Today, I ran the whole way on pavement. My previous runs have all seen me running the latter portion of the podcast on grass, and I certainly felt a difference at the end of the programme today. My legs felt pretty tired and I felt like I could tell a difference, though it could be the delayed effect of all the fizz I drank on Saturday night (I had scheduled myself to run yesterday, but was suffering the effects of Saturday night - not even a hangover either really, I just felt exhausted, must be how booze affects you when you're over thirty!).


Having done the final run of week one (eventually) this must mean my time has come to progress to week two of the plan. I have to admit to still being apprehensive about this. Running for 90 secs and walking for 2 mins for a total of twenty minutes with a five minute warm up and cool down either side. I am not sure yet if I am up to running for an extra thirty seconds each time but I guess it's like learning to swim, you have to take that scary little extra step, and move slightly towards the deep end to learn what it feels like to tread water (someone remind me of this analogy when I feel like I am dying after seventy five second on Wednesday!)

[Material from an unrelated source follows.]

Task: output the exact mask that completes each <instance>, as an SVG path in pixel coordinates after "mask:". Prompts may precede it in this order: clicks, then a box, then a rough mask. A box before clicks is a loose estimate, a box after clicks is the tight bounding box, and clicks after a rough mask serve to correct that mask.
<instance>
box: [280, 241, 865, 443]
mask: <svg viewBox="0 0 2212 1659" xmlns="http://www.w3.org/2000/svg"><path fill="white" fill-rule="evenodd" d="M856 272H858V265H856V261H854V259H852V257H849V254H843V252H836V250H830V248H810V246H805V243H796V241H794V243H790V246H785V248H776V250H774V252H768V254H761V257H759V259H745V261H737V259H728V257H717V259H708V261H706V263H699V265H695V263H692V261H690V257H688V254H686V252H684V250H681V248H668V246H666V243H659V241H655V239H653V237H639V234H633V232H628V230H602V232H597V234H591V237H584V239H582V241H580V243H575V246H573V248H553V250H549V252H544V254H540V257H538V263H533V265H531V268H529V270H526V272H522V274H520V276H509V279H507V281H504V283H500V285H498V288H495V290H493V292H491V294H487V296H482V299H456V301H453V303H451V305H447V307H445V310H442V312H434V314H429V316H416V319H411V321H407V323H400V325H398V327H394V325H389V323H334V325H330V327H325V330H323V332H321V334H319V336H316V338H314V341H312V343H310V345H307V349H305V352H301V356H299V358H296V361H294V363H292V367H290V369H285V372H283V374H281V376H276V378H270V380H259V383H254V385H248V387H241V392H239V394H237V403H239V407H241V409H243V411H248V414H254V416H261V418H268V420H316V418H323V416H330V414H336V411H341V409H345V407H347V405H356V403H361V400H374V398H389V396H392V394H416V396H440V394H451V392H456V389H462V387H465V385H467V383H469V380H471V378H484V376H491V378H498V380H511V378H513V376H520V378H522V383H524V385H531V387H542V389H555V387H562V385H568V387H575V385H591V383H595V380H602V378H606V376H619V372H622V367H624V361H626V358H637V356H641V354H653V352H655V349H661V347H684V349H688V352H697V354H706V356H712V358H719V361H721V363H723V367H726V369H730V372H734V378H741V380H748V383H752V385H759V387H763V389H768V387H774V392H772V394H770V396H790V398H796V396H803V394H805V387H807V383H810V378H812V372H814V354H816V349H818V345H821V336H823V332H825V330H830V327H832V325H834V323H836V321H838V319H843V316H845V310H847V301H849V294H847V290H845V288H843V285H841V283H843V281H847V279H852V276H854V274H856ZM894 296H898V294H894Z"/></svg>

As I rounded my final corner in the cool down walk to the front door, feeling pretty pleased with myself, I was bought swiftly back down to earth with the sight of a heavily pregnant woman of indeterminate age with smoke billowing from her mouth and a fag in her hands. I don't want to get all soap box here but... Grrrrr! I wanted my post run high to give me the guts to express my feelings of anger on behalf of her unborn child, but I quickly realised that I really do value the fact that all my bones are in the places they should be, she had a pretty scary middle-aged bloke with her and my running skills have not yet progressed to sprinting away from angry chavs. So to that unborn baby, I would like to apologise here and now that I was too cowardly to stand up for it. I am sorry baby!